Pilkington Optiwhite™ Used in Toledo Museum of Art Glass Pavilion

The new Glass Pavilion at the Toledo Museum of Art opened recently, housing one of the world's finest international glass collections. The outside walls and many of the interior walls of the building were made using Pilkington Optiwhite™ low iron glass.

The Glass Pavilion, the first American project by architects Kazuyo Sejima and Ryue Nishizawa and their Tokyo firm, SANAA, uses 150,000 square feet of Pilkington Optiwhite low iron glass outlining the building's perimeter.

"The architects chose Pilkington Optiwhite because of its versatility and practically colorless properties," said Stephen Weidner, Pilkington North America vice president of sales and marketing. "It provides visitors a crystal clear view of the impressive art collection in the Pavilion."
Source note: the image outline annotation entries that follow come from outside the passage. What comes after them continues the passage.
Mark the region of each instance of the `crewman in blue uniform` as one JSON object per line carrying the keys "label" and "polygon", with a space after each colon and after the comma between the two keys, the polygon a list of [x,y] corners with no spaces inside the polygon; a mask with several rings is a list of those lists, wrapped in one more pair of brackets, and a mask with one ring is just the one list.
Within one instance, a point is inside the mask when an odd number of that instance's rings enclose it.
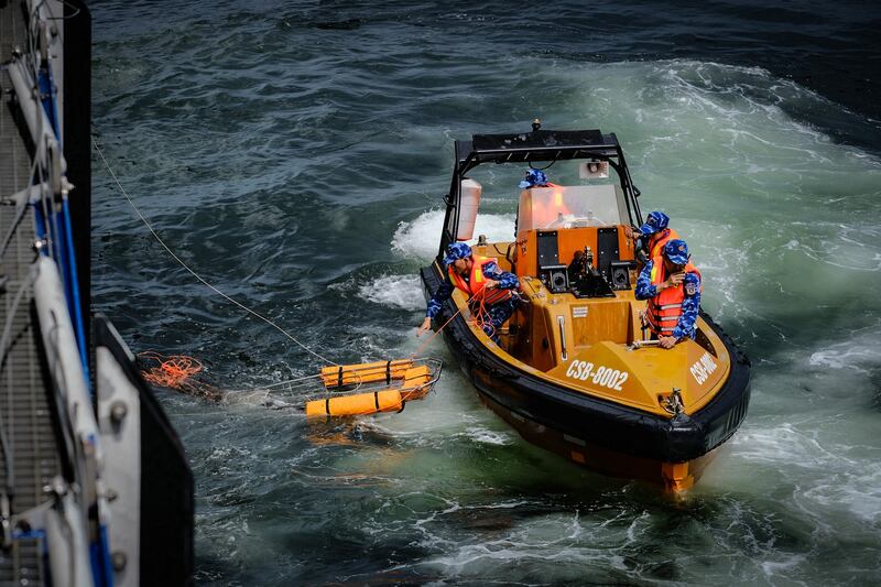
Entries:
{"label": "crewman in blue uniform", "polygon": [[516,307],[520,281],[509,271],[502,271],[494,259],[475,256],[465,242],[447,247],[444,258],[448,280],[445,280],[428,301],[428,309],[416,335],[432,329],[440,307],[458,287],[468,295],[468,305],[487,336],[499,344],[499,328]]}
{"label": "crewman in blue uniform", "polygon": [[644,251],[646,256],[643,261],[651,261],[660,256],[664,244],[671,240],[681,239],[678,232],[670,228],[670,216],[659,210],[649,213],[645,222],[639,229],[638,238],[642,242],[642,247],[638,250]]}
{"label": "crewman in blue uniform", "polygon": [[645,319],[652,339],[673,348],[695,337],[695,320],[700,307],[700,272],[689,259],[684,240],[673,239],[663,252],[649,261],[637,280],[637,300],[648,300]]}

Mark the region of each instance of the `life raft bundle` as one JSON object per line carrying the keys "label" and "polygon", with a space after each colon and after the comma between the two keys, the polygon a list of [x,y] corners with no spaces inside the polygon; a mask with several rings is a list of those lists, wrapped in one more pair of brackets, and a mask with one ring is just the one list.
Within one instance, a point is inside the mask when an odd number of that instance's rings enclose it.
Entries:
{"label": "life raft bundle", "polygon": [[308,417],[401,412],[428,394],[440,377],[438,359],[401,359],[325,367],[322,398],[306,402]]}
{"label": "life raft bundle", "polygon": [[309,417],[401,412],[406,402],[421,400],[432,391],[443,368],[440,360],[427,358],[334,365],[316,374],[261,388],[221,390],[199,379],[203,365],[192,357],[151,350],[138,358],[141,374],[155,387],[215,401],[257,393],[269,407],[301,407]]}

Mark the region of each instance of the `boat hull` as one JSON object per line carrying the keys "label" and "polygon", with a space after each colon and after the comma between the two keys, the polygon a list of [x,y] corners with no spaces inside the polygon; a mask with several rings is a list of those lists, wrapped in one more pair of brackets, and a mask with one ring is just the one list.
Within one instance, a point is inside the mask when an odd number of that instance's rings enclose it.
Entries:
{"label": "boat hull", "polygon": [[[421,272],[426,296],[439,286],[436,265]],[[456,313],[449,301],[438,319]],[[750,399],[750,363],[703,315],[732,357],[728,378],[699,411],[674,418],[651,414],[554,384],[502,360],[456,316],[444,339],[481,400],[529,442],[608,475],[648,479],[670,489],[690,487],[714,449],[740,426]]]}

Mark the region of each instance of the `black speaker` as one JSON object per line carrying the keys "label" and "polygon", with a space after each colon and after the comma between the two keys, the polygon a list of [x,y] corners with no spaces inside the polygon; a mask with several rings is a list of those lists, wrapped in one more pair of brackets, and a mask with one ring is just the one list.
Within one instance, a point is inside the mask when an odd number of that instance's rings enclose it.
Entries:
{"label": "black speaker", "polygon": [[542,268],[539,279],[551,293],[564,293],[569,291],[569,275],[566,265],[547,265]]}
{"label": "black speaker", "polygon": [[612,261],[610,271],[612,290],[630,290],[630,261]]}

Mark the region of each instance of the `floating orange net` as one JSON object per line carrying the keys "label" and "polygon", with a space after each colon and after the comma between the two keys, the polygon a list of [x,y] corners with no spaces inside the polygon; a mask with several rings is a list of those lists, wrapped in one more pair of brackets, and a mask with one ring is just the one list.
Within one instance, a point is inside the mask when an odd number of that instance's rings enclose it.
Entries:
{"label": "floating orange net", "polygon": [[[200,381],[203,363],[186,355],[154,350],[138,354],[141,376],[149,384],[214,401],[237,393],[257,393],[272,409],[302,405],[307,416],[355,416],[400,412],[404,403],[423,399],[440,377],[437,359],[400,359],[359,365],[334,365],[309,374],[269,385],[221,390]],[[305,401],[305,404],[301,402]]]}
{"label": "floating orange net", "polygon": [[192,395],[219,399],[220,390],[194,378],[203,365],[186,355],[161,355],[154,350],[138,354],[141,376],[151,385],[183,391]]}

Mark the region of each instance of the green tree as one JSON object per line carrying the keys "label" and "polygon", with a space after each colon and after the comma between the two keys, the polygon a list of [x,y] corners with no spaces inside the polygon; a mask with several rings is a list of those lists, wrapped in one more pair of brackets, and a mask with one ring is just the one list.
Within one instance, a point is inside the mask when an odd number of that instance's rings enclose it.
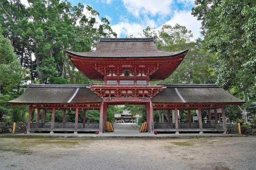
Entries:
{"label": "green tree", "polygon": [[256,1],[197,0],[192,14],[202,20],[203,45],[217,55],[217,83],[256,97]]}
The free-standing glass pavilion stands across from the Toledo Museum's main building that contains an already impressive collection of art. The pavilion will house the world's largest collection of glass including the famous Libbey Glass Punch Bowl, donated by Edward Drummond Libbey, founder of Toledo Museum of Art in 1901, and the former Libbey-Owens-Ford Company.

The 15 feet tall structure is made of approximately 342 glass panels, ranging in both size and curvature and has 76,000 square feet of above ground and basement space. The main level not only includes the large glass collection, but also the glass blowing studios, which will be used by local artists and for classes. These studios give visitors an intimate interaction with the glass blowing process.

Pilkington's building products North American headquarters is located in Toledo, Ohio.